婚約者であるアルフレッド一人だけを大切にしてきたスカーレットと美しい花へ次から次へと渡り歩いたデズモンド。二人の会話の波長が合うことすら有り得ないようにダニエルには思える。

「姉上のこれまでの話は理解いたしました。そこにマーカム子爵がご尽力下さったことも。しかし、マーカム子爵はお立場的にいずれ王都へお戻りになるのではありませんか?」
「ダニエル、これから話す内容は他言無用よ。デズは子爵位をお兄様へ譲りたい、その為にファルコールへ来たの」
「ですが、先ほどマーカム子爵はキャリントン侯爵の命により姉上を監視する為にファルコールへ来たと…」
「その根底にある理由が爵位をお兄様へ戻す為。キャリントン侯爵に尽くしているのは一日でも早くそうしたいから」

スカーレットの発言を受けてダニエルはデズモンドへ視線を向けた。するとデズモンドは真剣な眼差しで頷いたのだった。
真剣な様子の中にある、デズモンドの美しさ。それはダニエルに得体の知れない恐怖すら抱かせた。美し過ぎる者が相手に見せる恐怖。ダニエルは嘗てスカーレットにも同じようなものがあったことを思い出した。だからだろう、デズモンドのことは良く分からない。しかしデズモンドが兄に爵位を譲ろうとしているのは本気だとダニエルは理解したのだ。

そしてスカーレットがダニエルをこの部屋に呼んだ本当の理由を聞いた時に、二人が如何に今日のことを策略していたのかを知った。
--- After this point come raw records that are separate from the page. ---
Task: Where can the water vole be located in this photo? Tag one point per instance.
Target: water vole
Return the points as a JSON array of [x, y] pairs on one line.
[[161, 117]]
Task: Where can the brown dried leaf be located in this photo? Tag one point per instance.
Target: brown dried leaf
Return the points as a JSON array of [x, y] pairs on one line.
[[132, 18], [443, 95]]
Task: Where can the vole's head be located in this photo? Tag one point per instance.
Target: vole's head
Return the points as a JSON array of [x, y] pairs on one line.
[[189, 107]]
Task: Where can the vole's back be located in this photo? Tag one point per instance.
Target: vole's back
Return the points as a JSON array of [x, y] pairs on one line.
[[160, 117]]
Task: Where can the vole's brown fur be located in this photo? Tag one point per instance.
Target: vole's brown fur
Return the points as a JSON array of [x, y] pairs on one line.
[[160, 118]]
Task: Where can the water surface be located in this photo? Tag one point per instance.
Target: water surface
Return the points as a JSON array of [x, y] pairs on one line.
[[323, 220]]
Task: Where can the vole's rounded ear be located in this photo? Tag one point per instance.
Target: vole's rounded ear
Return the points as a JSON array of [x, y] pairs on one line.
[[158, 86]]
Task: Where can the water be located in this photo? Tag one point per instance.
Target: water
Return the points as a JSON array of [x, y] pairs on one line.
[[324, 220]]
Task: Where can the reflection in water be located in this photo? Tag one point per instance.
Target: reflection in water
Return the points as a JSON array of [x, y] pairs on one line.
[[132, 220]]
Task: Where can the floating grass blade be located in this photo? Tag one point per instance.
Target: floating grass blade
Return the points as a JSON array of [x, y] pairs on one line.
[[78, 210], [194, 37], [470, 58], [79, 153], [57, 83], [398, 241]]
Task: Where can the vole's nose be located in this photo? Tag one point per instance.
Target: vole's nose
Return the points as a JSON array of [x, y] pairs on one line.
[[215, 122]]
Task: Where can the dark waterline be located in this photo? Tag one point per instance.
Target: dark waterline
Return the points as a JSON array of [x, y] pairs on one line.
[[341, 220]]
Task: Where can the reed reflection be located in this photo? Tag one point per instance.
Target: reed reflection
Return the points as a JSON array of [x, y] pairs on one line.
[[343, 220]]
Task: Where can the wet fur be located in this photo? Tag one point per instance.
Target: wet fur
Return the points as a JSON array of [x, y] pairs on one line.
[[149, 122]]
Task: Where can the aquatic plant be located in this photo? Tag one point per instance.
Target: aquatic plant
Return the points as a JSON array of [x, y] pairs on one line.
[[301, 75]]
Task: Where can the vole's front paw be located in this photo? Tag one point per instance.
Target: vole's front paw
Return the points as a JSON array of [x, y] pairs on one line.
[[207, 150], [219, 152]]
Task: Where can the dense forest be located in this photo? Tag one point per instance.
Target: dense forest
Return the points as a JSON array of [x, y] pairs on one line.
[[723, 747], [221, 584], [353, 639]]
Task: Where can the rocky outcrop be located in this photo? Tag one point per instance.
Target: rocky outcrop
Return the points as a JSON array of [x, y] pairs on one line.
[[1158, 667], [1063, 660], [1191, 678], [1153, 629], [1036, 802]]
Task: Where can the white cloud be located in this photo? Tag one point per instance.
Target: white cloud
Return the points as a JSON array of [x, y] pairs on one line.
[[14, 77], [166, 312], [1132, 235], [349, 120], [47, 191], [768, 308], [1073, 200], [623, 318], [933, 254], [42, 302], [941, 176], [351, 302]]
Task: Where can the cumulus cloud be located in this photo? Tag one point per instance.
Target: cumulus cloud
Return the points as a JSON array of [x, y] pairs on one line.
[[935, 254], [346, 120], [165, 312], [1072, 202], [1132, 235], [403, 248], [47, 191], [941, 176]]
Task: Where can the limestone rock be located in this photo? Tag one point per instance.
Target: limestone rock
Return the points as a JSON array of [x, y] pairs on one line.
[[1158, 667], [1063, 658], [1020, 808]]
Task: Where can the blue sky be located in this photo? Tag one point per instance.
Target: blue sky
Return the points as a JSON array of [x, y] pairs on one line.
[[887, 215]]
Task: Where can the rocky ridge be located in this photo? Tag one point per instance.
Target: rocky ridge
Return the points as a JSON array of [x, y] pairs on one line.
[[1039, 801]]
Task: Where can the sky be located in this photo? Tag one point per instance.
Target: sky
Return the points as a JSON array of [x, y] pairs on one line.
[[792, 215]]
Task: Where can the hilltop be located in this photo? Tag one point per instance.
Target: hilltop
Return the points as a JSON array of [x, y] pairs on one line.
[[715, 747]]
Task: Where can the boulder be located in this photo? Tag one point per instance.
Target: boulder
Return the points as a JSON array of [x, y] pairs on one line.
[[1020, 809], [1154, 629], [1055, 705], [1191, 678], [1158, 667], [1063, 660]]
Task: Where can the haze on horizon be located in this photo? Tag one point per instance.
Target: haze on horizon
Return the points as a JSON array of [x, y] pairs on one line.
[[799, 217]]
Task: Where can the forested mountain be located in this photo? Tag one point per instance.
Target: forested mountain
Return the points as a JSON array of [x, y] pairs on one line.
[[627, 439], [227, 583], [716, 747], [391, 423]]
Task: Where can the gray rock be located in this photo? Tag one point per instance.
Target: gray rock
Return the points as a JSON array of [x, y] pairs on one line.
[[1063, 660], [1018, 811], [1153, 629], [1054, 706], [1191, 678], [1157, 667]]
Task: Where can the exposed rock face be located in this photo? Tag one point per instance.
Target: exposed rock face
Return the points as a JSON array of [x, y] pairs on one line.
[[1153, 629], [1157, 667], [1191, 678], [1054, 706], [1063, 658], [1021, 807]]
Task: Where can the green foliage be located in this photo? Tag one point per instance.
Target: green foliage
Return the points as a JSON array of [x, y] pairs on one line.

スカーレットに王都へ戻ってきてもらいたくないキャリントン侯爵。デズモンドはファルコールにスカーレットを留め置く為の手段。その手段がどれだけ効果的に働いているのか、実績を知らしめる為にこの時間は設けられたのだ。

「ダニエルには申し訳ないけれど、わたしに一度は王都へ戻る気がないか聞いたことにしてもらいたいの。そしてそれに対するわたしの答えは、デズモンドがいるこのファルコールに暫くは滞在したいというものだったと」
「何故、わたしに申し訳ないと?」
「だって、嫌でしょう。あなたがわたしにそんなことを言ったと誰かに思われるのは」
「いいえ、実は姉上に尋ねようと思っていました。王都の侯爵邸に戻る気はないかと」
「それは殿下にも言われたこと?」
「いいえ。殿下は特にこのことに関しては何も。殿下がおっしゃったのは、先日もマーカム子爵の執務室で伝えたように、夜空の星シリーズを手渡す時にこれはペリドットで作られた特注品だということです。姉上、教えて下さいませんか、その意味を。レモンシトリンではなくペリドットで作られていることが何を意味するのか。マーカム子爵の執務室で何故涙を流したのですか?姉上はもう殿下の婚約者ではありません。だからもういいではありませんか、殿下は特注品とおっしゃいましたが、姉上は殿下の特別ではないのです」

酷い言い方だと分かっていても、ダニエルにはそう口にすることがスカーレットの心を揺さぶる方法に思えたのだった。